The last part (which I bolded) is relavent to both Joda-Time and Java 8, even though Java 8 has one set of time zone data files (unlike Joda-Time).
To be more precise about API-inconsistency:
While the new java.time-API always uses the LMT-informations of TZDB, we have also to state that the old JDK-class java.util.TimeZone makes a cut in year 1900 with the consequence that LMT-informations are not taken into account before the year 1900, but after 1900, yes, it is still taken into account! Just make your experiments with an appropriate zone... (Asia/Kamchatka for example)

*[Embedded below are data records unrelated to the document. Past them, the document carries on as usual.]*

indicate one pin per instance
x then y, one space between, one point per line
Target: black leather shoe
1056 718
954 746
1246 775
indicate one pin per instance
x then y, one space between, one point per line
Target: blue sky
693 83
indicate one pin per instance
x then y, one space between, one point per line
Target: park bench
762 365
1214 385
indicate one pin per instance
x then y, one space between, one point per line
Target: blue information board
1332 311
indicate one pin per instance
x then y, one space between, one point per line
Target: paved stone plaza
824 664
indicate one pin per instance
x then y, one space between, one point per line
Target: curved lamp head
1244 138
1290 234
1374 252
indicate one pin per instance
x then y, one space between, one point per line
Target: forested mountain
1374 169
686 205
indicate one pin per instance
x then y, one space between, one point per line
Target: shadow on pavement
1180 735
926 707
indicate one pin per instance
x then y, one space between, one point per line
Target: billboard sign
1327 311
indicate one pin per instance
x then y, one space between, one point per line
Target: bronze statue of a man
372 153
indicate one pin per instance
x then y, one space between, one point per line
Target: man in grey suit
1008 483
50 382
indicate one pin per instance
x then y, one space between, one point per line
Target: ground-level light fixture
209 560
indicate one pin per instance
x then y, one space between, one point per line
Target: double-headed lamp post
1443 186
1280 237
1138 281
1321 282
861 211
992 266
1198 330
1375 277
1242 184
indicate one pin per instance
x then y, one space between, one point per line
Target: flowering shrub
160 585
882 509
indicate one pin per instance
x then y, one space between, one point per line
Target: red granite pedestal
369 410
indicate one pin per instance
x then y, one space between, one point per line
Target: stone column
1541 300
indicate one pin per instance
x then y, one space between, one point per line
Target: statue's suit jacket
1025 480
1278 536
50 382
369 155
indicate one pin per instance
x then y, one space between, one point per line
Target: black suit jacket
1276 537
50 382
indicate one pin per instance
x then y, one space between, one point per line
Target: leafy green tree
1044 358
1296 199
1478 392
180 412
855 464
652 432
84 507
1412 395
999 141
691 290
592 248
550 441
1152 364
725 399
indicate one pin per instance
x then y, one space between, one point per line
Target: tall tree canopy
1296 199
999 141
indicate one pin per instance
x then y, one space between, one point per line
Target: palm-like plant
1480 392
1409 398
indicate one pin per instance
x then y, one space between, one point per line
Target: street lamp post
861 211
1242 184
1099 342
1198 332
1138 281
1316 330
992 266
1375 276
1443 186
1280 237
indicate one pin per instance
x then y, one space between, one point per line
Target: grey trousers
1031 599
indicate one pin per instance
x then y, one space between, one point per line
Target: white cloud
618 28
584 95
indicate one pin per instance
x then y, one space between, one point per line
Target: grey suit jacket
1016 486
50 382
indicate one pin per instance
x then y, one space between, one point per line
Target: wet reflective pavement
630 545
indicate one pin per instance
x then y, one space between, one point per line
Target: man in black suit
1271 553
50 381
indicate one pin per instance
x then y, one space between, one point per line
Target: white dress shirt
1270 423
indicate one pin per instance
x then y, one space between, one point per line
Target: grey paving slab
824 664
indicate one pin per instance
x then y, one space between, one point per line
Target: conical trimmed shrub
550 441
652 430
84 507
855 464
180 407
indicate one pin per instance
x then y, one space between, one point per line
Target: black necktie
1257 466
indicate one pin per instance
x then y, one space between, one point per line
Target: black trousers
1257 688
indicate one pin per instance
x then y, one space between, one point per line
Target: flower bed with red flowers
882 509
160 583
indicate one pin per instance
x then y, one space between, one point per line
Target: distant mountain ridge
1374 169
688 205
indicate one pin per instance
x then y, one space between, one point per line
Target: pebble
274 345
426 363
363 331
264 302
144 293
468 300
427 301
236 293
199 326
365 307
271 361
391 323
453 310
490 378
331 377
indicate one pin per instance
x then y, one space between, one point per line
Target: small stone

We cannot really say that either the LMT-strategy of java.time-API is correct or the traditional 1900-strategy. Keep also in mind that there is an open JDK-issue to abolish the LMT-strategy. Citation:
The current TimeZone code does not use LMT. Joda-Time does, as does
JSR-310. This is wrong.
Recent discussion on the tzdb mailing list has indicated that the data
is not properly maintained or reliably linked to the city of the zone
ID. It is also relatively meaningless, being a notional value for a
single city within a large region.
Removing LMT is a good thing.
And Xueming Shen from Oracle says as comment in this issue:
The current j.u.TimeZone implementation DOES use LMT. If the LMT is
defined/used cross the 1900.1.1 j.u.TimeZone cutoff date (by the tzdb
data). For example the offset for Asia/Kamchatka from 1900.1.1 to the
1922.11.10 will be the LMT 10.34.36. Yes, if the LMT end date is before 1900.1.1, the LMT will not be used by the j.u.TZ.